6. Risks Involved after the Heart Transplant
When you get done with the whole heart transplant surgery, you are asked to stay in the hospital for two to four weeks under observation. To ensure that your transplanted heart is healthy and compatible with your system. Now there is a still risk for your body to start rejecting the newly transplanted heart. If the immune system identifies your new heart as a foreign object.
By default, our immune system is designed in such a way that it fights a foreign object as it considers it a disease-causing microorganism. This rejection may not show any physical symptoms, so you need to visit your doctor for the first year after your transplant for regular heart biopsies.
7. How Long Does a Heart Transplant Last?
Now if everything goes smoothly, without any problems in the surgery and the years after it, then a healthy heart transplant can last up to 11 to 14 years. But it really depends on the health of the patient. You need to take good care of your body, take the prescribed without skipping any days and visit your doctors on a regular basis.
The first few years of what the patient does are very important for the longer survival of the transplanted heart. The longest-surviving heart transplant patient ever to be recorded is Harold Sokyrka, a Canadian who had his heart transplant in his early 30s and went to live for 34 years more.
8. How to Keep Your Transplanted Heart Healthy?
After your body accepts your new heart, you need to make a few changes for its better functionality. For starters, you need to change your diet and avoid foods that contain high salt and are raw like oysters, sushi, undercooked eggs, or raw meat. You need to avoid eating all such foods, in order to control your blood pressure and sugar levels.
You should try replacing your regular diet with healthy fruits and vegetables. This will strengthen your body and muscles. Then you need to modify your lifestyle.
No matter what happens, you cannot smoke a cigarette after a heart transplant. As it can again increase your risk of having a stroke or even lung problems. As a result, it can cause irreversible damage to your organs, especially to your heart.
You also need to perform exercises regularly to prevent the formation of blood clots in your arteries. Start this practice in the first few weeks after your surgery. After a couple of weeks, you will feel the urge to exercise more. By staying active, you can also maintain a healthy weight. As too much weight on your body can cause a strain on your heart and blood vessels.

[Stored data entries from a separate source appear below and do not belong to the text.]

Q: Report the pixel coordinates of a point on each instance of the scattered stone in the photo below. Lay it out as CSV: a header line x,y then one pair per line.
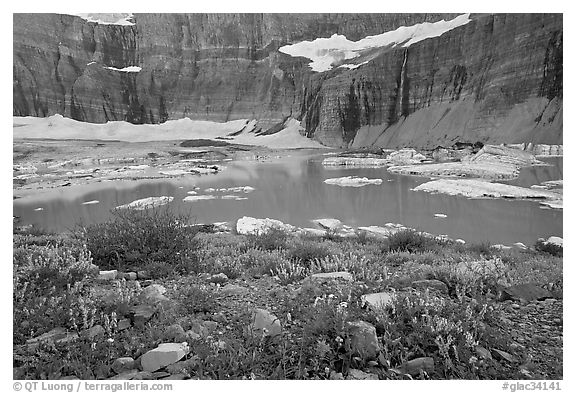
x,y
175,333
219,278
127,375
153,294
123,324
378,300
93,332
414,366
431,284
334,376
482,352
107,275
364,341
176,377
501,355
129,276
527,292
360,375
142,314
333,276
121,365
164,355
265,323
231,289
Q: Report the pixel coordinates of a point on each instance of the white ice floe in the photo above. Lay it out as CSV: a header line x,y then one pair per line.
x,y
147,203
233,197
195,198
174,172
324,52
108,19
126,69
352,181
476,188
59,127
250,226
557,241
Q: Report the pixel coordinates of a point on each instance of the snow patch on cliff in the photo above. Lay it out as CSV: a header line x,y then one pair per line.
x,y
108,19
324,52
126,69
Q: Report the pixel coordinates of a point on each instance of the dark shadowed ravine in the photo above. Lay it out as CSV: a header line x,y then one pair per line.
x,y
293,190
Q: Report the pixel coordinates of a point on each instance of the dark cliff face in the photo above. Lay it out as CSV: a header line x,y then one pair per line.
x,y
498,78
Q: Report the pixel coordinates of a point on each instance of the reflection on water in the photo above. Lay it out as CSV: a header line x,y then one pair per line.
x,y
292,190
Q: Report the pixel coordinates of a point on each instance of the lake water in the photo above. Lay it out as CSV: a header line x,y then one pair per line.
x,y
292,190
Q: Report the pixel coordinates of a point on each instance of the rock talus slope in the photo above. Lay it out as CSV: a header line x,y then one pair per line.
x,y
495,79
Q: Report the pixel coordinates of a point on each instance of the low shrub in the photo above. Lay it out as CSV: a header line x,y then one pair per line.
x,y
411,241
132,238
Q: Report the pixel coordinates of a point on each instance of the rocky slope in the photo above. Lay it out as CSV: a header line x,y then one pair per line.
x,y
496,79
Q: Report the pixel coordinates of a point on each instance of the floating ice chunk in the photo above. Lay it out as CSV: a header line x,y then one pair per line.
x,y
195,198
147,203
233,197
352,181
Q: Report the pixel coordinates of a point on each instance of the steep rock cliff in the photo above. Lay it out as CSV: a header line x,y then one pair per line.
x,y
497,79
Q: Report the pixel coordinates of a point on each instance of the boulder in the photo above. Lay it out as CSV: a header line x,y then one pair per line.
x,y
378,300
163,355
413,367
153,294
265,323
123,364
175,333
355,374
231,289
107,275
431,284
363,339
219,278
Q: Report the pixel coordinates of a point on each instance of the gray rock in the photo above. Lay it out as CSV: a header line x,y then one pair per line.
x,y
378,300
153,294
93,332
142,314
431,284
231,289
482,353
219,278
360,375
413,367
332,276
121,365
175,333
363,339
107,275
265,323
163,355
527,292
127,375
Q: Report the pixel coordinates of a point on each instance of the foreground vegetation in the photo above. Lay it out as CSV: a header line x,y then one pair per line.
x,y
455,318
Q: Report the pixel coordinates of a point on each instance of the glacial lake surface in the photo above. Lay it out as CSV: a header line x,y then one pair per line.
x,y
292,189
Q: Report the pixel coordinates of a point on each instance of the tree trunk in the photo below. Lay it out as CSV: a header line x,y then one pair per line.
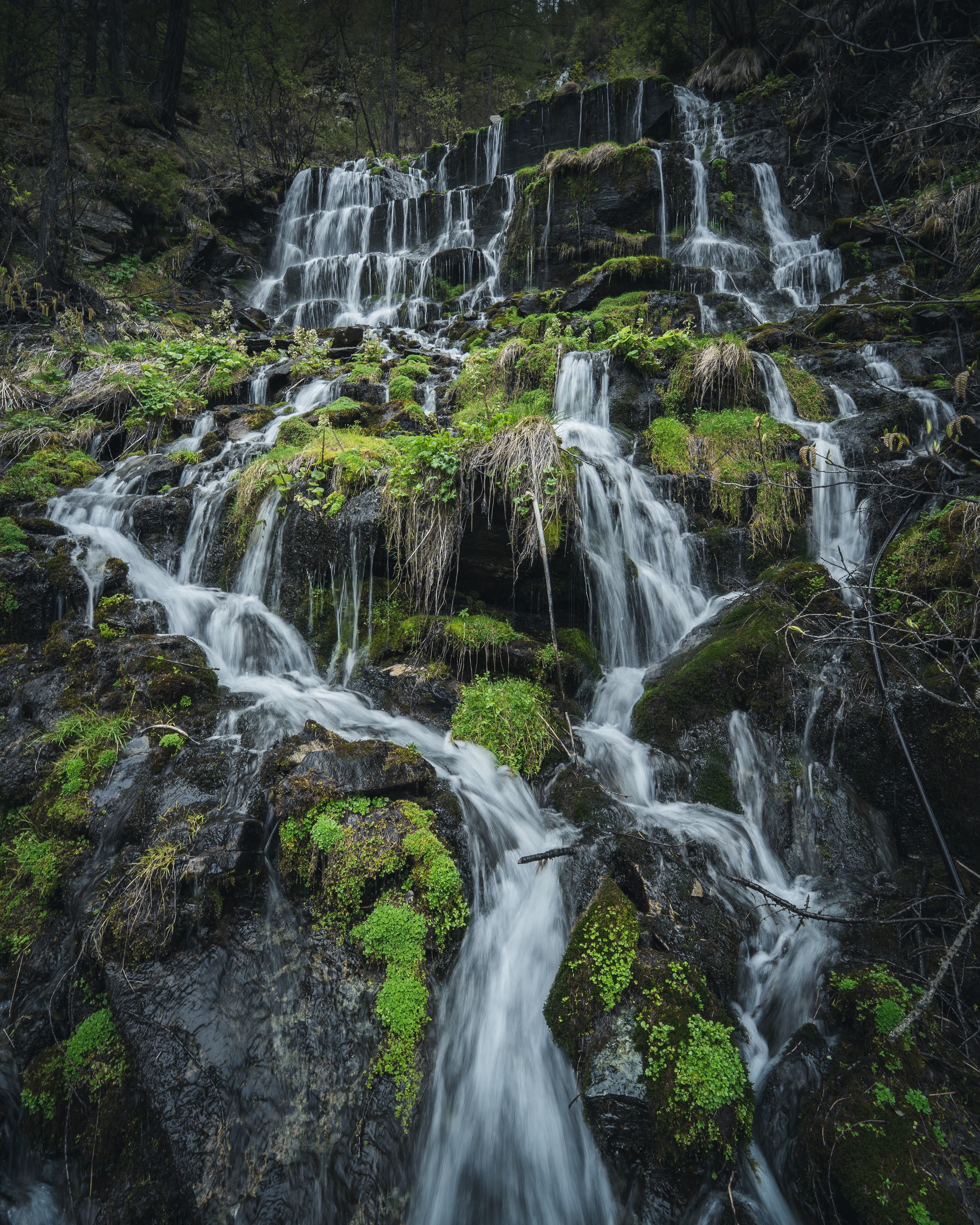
x,y
694,41
396,16
116,46
51,249
490,67
91,48
167,86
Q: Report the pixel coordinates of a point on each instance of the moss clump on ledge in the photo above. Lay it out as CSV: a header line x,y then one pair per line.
x,y
632,266
739,668
382,862
807,394
700,1096
901,1146
508,717
742,454
596,970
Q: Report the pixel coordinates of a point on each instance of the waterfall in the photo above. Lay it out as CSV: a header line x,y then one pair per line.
x,y
838,526
644,599
660,158
803,270
704,248
936,412
362,244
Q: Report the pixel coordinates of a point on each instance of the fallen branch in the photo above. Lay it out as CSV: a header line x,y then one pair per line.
x,y
788,906
167,727
934,987
555,853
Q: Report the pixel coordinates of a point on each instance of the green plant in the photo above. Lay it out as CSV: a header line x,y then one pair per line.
x,y
595,971
11,537
508,717
95,1056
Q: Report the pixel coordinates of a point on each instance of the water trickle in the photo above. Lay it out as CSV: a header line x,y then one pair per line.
x,y
802,269
838,526
936,412
660,158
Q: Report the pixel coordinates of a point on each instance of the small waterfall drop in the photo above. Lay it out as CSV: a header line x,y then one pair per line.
x,y
802,269
838,525
644,599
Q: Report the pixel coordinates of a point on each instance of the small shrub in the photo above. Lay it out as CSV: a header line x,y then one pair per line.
x,y
508,717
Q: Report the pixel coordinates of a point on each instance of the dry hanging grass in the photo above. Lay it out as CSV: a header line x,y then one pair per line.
x,y
527,462
730,72
722,374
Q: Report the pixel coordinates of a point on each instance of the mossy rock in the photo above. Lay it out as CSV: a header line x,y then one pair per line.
x,y
595,971
581,800
579,645
898,1131
740,668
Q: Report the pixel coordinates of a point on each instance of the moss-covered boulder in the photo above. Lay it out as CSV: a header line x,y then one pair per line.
x,y
739,668
596,970
900,1114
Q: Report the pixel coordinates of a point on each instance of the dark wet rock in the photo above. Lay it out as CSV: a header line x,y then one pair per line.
x,y
254,1054
324,766
160,524
36,590
800,1070
581,799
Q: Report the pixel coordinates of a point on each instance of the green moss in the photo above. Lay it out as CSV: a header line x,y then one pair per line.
x,y
595,971
581,647
712,783
891,1158
737,449
95,1055
34,868
934,562
11,537
353,851
632,266
701,1099
739,668
294,433
809,397
401,386
42,475
509,718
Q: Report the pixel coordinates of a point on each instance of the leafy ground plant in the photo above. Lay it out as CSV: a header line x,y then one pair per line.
x,y
508,717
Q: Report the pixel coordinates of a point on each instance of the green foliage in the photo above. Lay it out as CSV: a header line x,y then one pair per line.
x,y
701,1099
95,1055
401,387
34,868
429,467
390,847
929,575
596,970
807,394
508,717
43,473
11,537
90,743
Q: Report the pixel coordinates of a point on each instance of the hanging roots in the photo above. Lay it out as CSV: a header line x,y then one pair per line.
x,y
525,462
722,374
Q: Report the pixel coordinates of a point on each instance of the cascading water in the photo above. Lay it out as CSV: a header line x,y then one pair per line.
x,y
644,602
936,412
802,269
364,244
838,526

Every patient needs to know about the ways they can maintain a healthy heart even after their surgery.
Following those ways can help them to increase their heart’s longevity. Even now new studies are being conducted by researchers to understand how the risks involved in this surgery can be minimized.

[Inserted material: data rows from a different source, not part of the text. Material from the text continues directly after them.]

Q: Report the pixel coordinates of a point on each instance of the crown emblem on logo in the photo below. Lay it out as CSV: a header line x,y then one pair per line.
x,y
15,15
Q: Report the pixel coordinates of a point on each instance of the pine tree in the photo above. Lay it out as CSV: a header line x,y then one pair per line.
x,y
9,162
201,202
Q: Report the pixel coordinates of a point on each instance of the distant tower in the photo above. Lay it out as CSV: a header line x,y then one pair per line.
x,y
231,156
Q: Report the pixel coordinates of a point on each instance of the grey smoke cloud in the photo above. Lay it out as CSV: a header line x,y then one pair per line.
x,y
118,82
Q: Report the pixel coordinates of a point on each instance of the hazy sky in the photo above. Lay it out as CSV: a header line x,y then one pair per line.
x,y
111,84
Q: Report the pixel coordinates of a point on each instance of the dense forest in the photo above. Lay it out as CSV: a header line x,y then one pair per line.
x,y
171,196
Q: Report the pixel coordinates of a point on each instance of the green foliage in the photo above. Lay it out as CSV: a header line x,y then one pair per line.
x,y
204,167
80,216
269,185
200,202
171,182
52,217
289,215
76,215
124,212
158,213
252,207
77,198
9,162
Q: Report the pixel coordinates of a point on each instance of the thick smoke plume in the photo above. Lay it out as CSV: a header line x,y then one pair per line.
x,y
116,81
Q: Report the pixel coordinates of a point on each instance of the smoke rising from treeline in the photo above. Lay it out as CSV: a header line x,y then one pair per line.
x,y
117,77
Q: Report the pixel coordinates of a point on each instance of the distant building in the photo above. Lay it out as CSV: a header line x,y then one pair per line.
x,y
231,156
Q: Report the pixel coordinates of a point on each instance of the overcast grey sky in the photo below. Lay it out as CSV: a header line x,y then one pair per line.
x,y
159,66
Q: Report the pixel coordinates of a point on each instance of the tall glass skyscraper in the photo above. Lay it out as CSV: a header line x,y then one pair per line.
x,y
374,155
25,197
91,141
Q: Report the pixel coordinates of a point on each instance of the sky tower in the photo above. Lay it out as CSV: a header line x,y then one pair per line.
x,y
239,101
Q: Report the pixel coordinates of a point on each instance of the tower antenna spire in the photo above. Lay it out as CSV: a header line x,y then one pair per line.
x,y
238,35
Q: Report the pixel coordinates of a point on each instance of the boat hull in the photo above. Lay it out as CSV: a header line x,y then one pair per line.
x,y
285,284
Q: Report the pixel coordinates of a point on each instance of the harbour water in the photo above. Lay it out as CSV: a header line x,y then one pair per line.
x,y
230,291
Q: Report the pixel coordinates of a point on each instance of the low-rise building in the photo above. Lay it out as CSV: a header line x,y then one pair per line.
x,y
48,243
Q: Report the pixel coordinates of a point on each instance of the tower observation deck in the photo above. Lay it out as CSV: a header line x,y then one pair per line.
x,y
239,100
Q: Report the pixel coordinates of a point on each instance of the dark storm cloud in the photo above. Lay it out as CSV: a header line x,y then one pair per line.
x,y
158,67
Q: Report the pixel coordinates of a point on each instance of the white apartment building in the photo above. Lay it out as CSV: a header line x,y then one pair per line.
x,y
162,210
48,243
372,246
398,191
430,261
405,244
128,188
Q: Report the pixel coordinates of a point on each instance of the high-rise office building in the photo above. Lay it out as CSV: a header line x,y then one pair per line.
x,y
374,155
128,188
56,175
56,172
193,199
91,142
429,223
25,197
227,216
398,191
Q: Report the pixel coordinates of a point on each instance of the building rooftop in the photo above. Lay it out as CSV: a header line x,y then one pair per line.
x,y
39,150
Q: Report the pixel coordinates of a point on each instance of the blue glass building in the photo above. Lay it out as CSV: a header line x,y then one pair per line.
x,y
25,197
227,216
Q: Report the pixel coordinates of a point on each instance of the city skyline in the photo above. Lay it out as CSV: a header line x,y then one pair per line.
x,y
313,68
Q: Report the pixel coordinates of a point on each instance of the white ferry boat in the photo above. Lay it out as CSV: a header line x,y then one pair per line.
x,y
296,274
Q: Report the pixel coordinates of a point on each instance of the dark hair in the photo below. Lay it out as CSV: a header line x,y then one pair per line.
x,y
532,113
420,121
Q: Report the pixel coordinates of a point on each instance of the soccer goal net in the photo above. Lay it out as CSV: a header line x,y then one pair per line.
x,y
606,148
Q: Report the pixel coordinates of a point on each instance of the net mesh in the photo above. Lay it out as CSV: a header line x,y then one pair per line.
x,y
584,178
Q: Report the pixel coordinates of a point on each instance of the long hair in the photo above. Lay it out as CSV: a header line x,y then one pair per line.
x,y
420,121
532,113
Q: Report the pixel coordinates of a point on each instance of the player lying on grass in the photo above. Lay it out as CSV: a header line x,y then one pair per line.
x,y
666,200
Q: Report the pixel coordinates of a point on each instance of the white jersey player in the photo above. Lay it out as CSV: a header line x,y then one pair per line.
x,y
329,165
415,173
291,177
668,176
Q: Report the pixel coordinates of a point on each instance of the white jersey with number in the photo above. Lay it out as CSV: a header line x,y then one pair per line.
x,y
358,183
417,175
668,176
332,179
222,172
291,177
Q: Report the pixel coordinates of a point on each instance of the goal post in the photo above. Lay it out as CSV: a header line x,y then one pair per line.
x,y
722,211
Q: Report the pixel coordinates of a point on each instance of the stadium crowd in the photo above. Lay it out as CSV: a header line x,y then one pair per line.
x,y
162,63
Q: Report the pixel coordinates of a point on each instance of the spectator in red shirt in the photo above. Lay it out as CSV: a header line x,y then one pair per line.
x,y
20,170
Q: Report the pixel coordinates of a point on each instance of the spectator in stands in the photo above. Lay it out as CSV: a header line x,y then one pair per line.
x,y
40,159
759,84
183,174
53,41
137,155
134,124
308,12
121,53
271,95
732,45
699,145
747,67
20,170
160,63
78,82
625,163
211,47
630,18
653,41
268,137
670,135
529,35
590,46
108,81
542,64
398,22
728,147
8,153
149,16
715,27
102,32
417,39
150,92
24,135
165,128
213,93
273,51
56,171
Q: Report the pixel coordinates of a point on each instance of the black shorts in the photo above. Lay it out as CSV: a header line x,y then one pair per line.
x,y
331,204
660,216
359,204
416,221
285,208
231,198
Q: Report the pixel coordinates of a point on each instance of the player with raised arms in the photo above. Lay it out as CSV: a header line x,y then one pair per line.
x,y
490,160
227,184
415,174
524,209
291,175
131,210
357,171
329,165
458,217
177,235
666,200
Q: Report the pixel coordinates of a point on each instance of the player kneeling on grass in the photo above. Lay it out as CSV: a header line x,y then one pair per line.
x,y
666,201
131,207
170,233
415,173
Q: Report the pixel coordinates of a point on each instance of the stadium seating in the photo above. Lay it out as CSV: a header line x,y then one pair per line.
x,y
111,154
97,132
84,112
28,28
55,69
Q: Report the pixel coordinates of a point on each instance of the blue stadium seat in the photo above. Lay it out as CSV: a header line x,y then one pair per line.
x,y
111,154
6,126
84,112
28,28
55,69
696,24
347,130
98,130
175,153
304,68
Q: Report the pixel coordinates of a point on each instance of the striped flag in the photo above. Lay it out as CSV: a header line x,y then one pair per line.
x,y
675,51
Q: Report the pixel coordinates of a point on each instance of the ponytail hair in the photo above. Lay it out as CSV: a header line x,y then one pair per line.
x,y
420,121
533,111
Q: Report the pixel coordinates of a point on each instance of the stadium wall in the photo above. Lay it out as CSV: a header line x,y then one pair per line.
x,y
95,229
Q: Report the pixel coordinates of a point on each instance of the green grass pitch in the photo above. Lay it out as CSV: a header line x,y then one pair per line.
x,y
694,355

They are even trying to introduce robotic precision in heart surgery. So that they can reduce the number of patients dying from surgical complexations or the absence of highly experienced and skilled surgeons.

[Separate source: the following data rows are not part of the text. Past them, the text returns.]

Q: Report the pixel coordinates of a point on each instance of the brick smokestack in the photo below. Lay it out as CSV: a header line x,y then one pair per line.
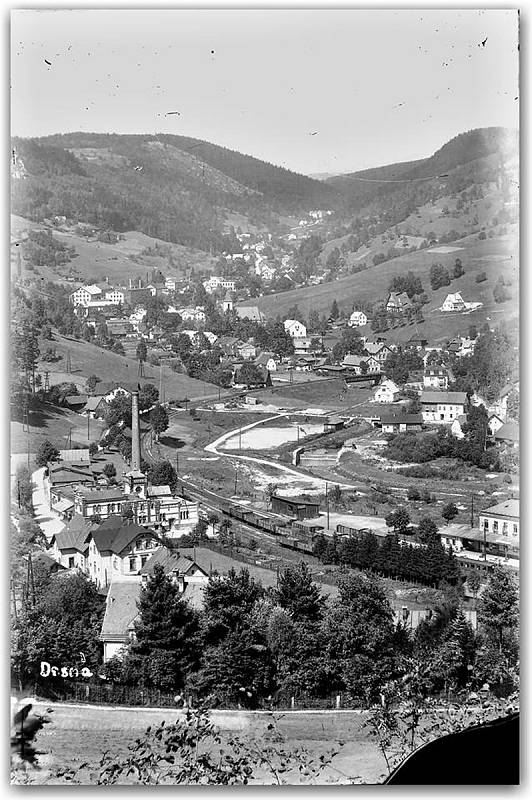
x,y
135,432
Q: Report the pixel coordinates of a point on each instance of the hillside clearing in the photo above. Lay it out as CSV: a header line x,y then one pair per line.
x,y
88,359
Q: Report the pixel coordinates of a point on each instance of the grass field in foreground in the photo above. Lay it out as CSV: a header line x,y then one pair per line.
x,y
89,359
79,735
494,256
54,424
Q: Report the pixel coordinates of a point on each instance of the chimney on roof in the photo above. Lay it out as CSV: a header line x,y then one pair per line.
x,y
135,431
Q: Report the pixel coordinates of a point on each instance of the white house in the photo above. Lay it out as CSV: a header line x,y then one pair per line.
x,y
358,319
458,425
215,282
453,302
295,328
377,350
190,314
387,392
495,423
84,295
115,296
266,360
436,378
442,407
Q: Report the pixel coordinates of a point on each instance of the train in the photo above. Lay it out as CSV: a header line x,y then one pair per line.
x,y
277,525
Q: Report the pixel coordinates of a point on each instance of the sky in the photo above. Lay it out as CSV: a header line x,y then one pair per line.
x,y
315,91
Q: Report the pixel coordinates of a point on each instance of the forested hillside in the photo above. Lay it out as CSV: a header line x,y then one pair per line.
x,y
170,187
478,156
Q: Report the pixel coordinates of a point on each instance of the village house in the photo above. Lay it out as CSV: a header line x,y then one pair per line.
x,y
302,344
70,547
249,312
501,518
84,295
508,435
457,427
246,350
215,282
377,350
387,392
455,302
442,407
115,296
494,423
118,548
401,422
266,360
398,302
227,303
294,328
436,378
357,319
121,611
192,314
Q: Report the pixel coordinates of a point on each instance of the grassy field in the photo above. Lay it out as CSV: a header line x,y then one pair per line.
x,y
121,261
81,734
54,424
89,359
316,393
494,256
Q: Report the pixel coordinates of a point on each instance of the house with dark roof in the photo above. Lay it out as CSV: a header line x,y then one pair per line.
x,y
117,549
401,422
508,435
95,406
70,546
121,610
266,360
398,302
249,312
442,408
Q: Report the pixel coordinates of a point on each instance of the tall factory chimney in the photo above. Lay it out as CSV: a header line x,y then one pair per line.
x,y
135,432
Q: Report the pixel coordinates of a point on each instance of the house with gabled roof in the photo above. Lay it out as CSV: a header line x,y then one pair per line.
x,y
118,548
266,360
443,407
398,302
70,546
121,611
249,312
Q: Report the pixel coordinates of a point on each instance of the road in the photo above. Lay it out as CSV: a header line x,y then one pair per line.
x,y
48,520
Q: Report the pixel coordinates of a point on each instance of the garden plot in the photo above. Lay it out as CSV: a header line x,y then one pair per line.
x,y
268,438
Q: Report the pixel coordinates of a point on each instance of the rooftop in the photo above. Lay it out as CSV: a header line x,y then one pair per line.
x,y
444,397
508,508
120,609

1. Can you live 20 years with a heart transplant?
Yes, you can live with a heart transplant for 20 years. But for that, you need to take a number of health precautions. After your surgery, you can’t smoke anymore, as it can pose a risk to your lungs. You can’t eat food that contains high salt or sugar and raw meat.
This reduces your chances of having high blood pressure and diabetes. Instead of risking your health, try replacing your diet with nutritious food and fruits. Then you need to aim at strengthening your body and muscles. For that, you need to perform specific light exercises, so that your body weight is also under control. As too much body weight can cause strain on your heart and blood vessels.
2. What is the average life expectancy of a heart transplant patient?
Researchers state that 9.16 years is the average life expectancy of a heart transplant patient. However, it is also said that the life expectancy of a heart transplant is largely based on the recipient’s age and medical condition.